Mother had three jobs- serving as cashier in the store, running the household, and looking after the children, so that she had little opportunity to read. She did so late at night, in bed, and now with the just acquired copy of “Mein Kampf.” That night Father woke up and seeing mother’s light on, went over to see what she was reading. As told by Mother, he ripped the book out of her hand and rushed down to throw it into the furnace. Adding insult to injury, he threatened her with “don’t let me see you do that again; or I may have do to you what your father tried to do to your mother –(have her declared insane)”. She then and there decided to take her own and her children’s fate into her own hands.
That is how she, bilingual in German and French, immediately began to learn Italian. For my younger brothers and me she planned similarly: English in my case, French for Ernest, Dutch for Michael.

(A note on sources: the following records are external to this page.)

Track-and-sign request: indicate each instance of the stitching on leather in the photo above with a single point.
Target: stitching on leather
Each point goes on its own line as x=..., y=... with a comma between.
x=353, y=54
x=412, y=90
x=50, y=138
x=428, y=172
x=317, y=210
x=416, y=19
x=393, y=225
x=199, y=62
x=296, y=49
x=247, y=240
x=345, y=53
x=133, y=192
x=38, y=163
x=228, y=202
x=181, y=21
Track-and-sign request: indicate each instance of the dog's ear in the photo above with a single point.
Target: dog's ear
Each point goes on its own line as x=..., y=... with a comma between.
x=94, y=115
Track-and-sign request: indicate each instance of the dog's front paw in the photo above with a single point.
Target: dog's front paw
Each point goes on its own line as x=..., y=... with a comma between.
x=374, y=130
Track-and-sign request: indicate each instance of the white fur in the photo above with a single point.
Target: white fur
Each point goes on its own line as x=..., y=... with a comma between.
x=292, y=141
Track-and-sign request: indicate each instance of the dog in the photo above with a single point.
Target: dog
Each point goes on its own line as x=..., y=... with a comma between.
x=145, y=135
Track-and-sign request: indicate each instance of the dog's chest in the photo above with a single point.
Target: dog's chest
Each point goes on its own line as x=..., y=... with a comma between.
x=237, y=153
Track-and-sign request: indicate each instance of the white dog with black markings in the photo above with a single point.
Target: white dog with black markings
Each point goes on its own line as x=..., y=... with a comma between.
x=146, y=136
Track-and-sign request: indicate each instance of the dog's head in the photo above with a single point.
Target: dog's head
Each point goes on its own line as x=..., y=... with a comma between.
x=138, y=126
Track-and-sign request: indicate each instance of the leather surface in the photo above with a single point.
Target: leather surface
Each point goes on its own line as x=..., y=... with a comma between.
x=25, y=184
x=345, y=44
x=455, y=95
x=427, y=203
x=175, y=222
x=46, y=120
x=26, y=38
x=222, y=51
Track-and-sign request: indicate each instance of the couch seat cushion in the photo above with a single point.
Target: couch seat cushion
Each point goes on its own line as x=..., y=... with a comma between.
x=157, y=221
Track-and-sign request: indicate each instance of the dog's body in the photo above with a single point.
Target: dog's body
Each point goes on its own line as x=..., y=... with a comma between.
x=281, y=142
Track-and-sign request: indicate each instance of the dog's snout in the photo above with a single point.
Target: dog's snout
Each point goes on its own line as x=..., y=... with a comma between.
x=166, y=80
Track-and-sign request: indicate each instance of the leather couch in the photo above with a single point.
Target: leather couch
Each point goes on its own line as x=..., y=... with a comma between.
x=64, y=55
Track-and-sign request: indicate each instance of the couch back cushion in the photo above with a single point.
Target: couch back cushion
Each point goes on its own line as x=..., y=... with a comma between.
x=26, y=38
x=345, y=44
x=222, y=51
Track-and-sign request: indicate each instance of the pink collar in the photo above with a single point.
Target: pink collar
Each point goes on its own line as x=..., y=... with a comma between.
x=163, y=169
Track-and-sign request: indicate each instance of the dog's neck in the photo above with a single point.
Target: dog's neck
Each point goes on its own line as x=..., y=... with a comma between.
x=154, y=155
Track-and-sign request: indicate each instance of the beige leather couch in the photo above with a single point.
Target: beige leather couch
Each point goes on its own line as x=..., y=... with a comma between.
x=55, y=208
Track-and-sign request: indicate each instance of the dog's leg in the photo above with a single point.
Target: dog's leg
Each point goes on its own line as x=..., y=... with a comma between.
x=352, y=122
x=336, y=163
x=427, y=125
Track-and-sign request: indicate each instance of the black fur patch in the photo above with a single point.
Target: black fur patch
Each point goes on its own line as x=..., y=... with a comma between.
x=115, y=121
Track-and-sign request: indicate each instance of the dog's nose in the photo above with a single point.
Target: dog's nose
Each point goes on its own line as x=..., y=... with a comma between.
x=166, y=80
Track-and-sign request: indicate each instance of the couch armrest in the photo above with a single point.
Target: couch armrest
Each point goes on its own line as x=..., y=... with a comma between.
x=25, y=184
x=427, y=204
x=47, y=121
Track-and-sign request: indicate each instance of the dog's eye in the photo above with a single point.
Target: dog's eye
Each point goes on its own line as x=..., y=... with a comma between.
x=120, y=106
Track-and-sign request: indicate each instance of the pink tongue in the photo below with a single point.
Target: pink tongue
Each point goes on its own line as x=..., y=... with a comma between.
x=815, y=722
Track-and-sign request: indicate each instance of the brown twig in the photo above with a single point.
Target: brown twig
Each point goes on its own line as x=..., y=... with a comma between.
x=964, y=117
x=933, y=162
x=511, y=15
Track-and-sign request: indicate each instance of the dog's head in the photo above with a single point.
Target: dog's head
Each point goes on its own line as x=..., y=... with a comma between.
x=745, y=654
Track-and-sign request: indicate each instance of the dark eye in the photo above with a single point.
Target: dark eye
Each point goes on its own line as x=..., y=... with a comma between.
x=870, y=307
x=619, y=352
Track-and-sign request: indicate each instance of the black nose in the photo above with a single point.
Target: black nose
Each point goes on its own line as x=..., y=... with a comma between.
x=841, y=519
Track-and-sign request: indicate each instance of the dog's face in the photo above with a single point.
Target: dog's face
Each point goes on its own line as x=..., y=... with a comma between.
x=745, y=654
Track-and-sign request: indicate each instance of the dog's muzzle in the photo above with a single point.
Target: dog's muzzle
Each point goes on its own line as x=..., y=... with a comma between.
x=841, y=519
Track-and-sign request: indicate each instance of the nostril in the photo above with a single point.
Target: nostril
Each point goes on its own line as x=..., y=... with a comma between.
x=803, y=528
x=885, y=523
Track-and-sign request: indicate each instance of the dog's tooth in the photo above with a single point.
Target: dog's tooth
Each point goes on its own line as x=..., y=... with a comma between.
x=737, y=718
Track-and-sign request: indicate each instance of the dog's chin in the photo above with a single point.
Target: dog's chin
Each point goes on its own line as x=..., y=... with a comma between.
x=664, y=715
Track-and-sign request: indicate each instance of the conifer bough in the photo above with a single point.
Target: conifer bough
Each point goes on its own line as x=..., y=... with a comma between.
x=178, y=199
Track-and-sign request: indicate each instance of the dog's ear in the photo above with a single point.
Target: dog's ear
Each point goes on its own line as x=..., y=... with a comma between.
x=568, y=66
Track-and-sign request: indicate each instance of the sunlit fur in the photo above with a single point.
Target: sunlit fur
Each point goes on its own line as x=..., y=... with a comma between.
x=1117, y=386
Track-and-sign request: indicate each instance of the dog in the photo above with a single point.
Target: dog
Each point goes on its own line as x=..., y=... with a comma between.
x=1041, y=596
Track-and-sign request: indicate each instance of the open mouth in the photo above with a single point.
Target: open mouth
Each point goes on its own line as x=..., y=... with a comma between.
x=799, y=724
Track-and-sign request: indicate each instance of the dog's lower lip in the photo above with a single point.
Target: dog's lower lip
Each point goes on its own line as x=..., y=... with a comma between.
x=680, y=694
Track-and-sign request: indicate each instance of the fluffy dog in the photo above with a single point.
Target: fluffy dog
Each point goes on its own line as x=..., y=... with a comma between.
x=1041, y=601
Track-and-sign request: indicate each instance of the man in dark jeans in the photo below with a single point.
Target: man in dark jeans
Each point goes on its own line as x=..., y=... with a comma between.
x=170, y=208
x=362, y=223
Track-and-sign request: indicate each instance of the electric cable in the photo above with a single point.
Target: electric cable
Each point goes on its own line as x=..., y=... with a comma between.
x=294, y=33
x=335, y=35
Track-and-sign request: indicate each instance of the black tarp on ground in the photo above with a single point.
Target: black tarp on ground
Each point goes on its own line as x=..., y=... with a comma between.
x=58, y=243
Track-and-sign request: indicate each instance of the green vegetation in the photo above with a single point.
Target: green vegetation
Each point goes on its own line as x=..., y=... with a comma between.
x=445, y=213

Father, never very involved in domestic issues, accepted a hands-off role so that he, when Mother in 1933 went to England to search for a boarding school for me, demurred only when she decided to actually send me abroad. Luckily he did not succeed: at sixteen I left Mönchngladbach’s Gymnasium for England to enroll in Maiden Erleigh, a private school in Reading. There some small dramas occurred involving another boy, the son of a member of the Nazi consulate in London. So I ran away and with the help of an aunt found a humane and educationally sound haven at St. Christopher School in the town of Letchworth, in Hertfordshire.
In Germany Father apparently dragged his feet: without a second language, emigrating spelled danger to him. Mother told me that she gave him an ultimatum: he would go with her and the boys or she would have to leave him behind. Dependent on her, Father went.
Looking back, I realize how fortunate we were that Mother could recognize the dangers ahead, and so strong-willed as to bring us all to safety abroad.